Patients were 15 years of age and older who met DSM-IV criteria for bipolar I disorder, bipolar II disorder, cyclothymia, bipolar disorder not otherwise specified, or schizoaffective disorder–manic or bipolar subtypes. Patients unwilling or unable to comply with study assessments or to give informed consent were excluded (26). Patients entered the FES study in fully symptomatic to recovered phases of the illness. A more complete description of the STEP-BD participants was reported by Kogan et al. (27). All patients recruited during the period from 1 August 2002 through 31 December 2003 were invited to participate in FES.

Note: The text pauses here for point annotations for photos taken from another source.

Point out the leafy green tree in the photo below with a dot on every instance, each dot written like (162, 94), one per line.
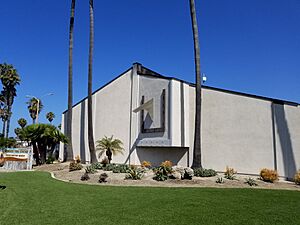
(90, 80)
(197, 133)
(44, 138)
(10, 79)
(50, 116)
(69, 155)
(22, 122)
(34, 106)
(110, 146)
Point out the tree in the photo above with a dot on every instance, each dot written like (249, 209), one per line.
(44, 138)
(197, 134)
(10, 79)
(90, 80)
(3, 112)
(50, 116)
(22, 122)
(69, 152)
(110, 146)
(34, 107)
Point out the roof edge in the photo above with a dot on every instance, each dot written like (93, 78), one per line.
(144, 71)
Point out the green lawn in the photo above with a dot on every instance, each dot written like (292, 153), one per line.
(36, 198)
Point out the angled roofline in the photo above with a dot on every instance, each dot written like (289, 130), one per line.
(103, 86)
(147, 72)
(144, 71)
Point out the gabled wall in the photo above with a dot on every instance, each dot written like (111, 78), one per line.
(111, 116)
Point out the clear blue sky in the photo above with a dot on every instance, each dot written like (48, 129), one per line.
(251, 46)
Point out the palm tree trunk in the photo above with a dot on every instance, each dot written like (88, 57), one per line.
(70, 86)
(197, 137)
(8, 121)
(3, 128)
(90, 79)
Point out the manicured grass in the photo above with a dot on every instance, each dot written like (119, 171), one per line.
(36, 198)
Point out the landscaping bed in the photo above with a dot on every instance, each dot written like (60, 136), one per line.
(61, 172)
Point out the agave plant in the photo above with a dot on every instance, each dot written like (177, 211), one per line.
(110, 146)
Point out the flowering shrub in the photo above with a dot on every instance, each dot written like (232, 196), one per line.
(268, 175)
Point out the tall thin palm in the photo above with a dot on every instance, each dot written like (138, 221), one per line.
(69, 152)
(22, 122)
(34, 108)
(90, 80)
(197, 135)
(50, 116)
(110, 146)
(10, 79)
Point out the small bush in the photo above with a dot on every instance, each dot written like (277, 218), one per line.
(120, 168)
(250, 181)
(268, 175)
(104, 161)
(167, 164)
(201, 172)
(75, 166)
(135, 173)
(90, 169)
(230, 173)
(77, 159)
(297, 177)
(146, 164)
(219, 180)
(85, 177)
(162, 172)
(50, 160)
(109, 167)
(97, 166)
(103, 177)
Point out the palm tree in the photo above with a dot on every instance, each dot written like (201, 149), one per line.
(69, 151)
(10, 79)
(3, 112)
(34, 107)
(50, 116)
(43, 137)
(197, 134)
(90, 79)
(110, 146)
(22, 122)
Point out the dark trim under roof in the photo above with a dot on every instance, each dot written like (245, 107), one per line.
(144, 71)
(147, 72)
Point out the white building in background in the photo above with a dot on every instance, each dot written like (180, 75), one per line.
(154, 117)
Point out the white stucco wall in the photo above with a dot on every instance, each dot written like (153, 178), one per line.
(243, 132)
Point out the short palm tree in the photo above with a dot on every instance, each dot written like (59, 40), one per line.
(110, 146)
(22, 122)
(90, 80)
(33, 108)
(50, 116)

Of the first 778 patients consecutively admitted into STEP-BD after August 1, 2002, 676 (87.4%) gave written permission to be in FES and for research staff to contact a qualifying primary caregiver. To be a qualifying caregiver, a family member had to meet three of the following criteria, and a non-family member two of the criteria: spouse, parent, or spouse equivalent; had the most frequent contact with the patient; helped to support the patient financially; had frequently been a collateral in the patient’s treatment; or was the relative who was contacted by staff in case of an emergency (17). Of the 676 caregivers who agreed to participate, 500 (74%) were recruited into the study and completed a series of baseline assessments and measures of burden and health status; details of selection criteria are described elsewhere (17). The eight participating sites obtained IRB approval from their respective institutions. All patients and caregivers signed an approved consent form.

Patient measures

At study entry assessments, trained psychiatrists used the Affective Disorders Evaluation (ADE), an assessment tool that utilizes versions of the mood and psychosis modules from the Structured Clinical Interview for DSM-IV Axis I Disorders, Patient Edition, modified for routine use by practicing clinicians (15, 28, 29). Each ADE captures a Global Assessment of Functioning Scale (GAF) score as well as an assessment of current alcohol and substance abuse. At each subsequent clinical visit, trained psychiatrists used a Clinical Monitoring Form (CMF), a one-page, standardized record-keeping form designed for use as a routine progress note (29). Each ADE and CMF includes a rating of SI with absolute, anchored values of 0.25, 0.5, 1.0, 1.5, and 2.0; higher scores indicate more severe SI. The intraclass correlation coefficients for inter-rater reliability for the CMF SI rating was 0.99 (28). A score of 1 was defined as moderate SI, indicating frequency and intensity sufficient to meet DSM-IV criteria (15). FES caregiver baseline assessments were scheduled to coincide closely with clinical assessment of current SI (mean ± SD = 6.0 ± 25.5 days, median = 3.0). The SI item was used as a continuous variable for analyses. The ADE captured baseline information regarding past suicide events (attempts) (15).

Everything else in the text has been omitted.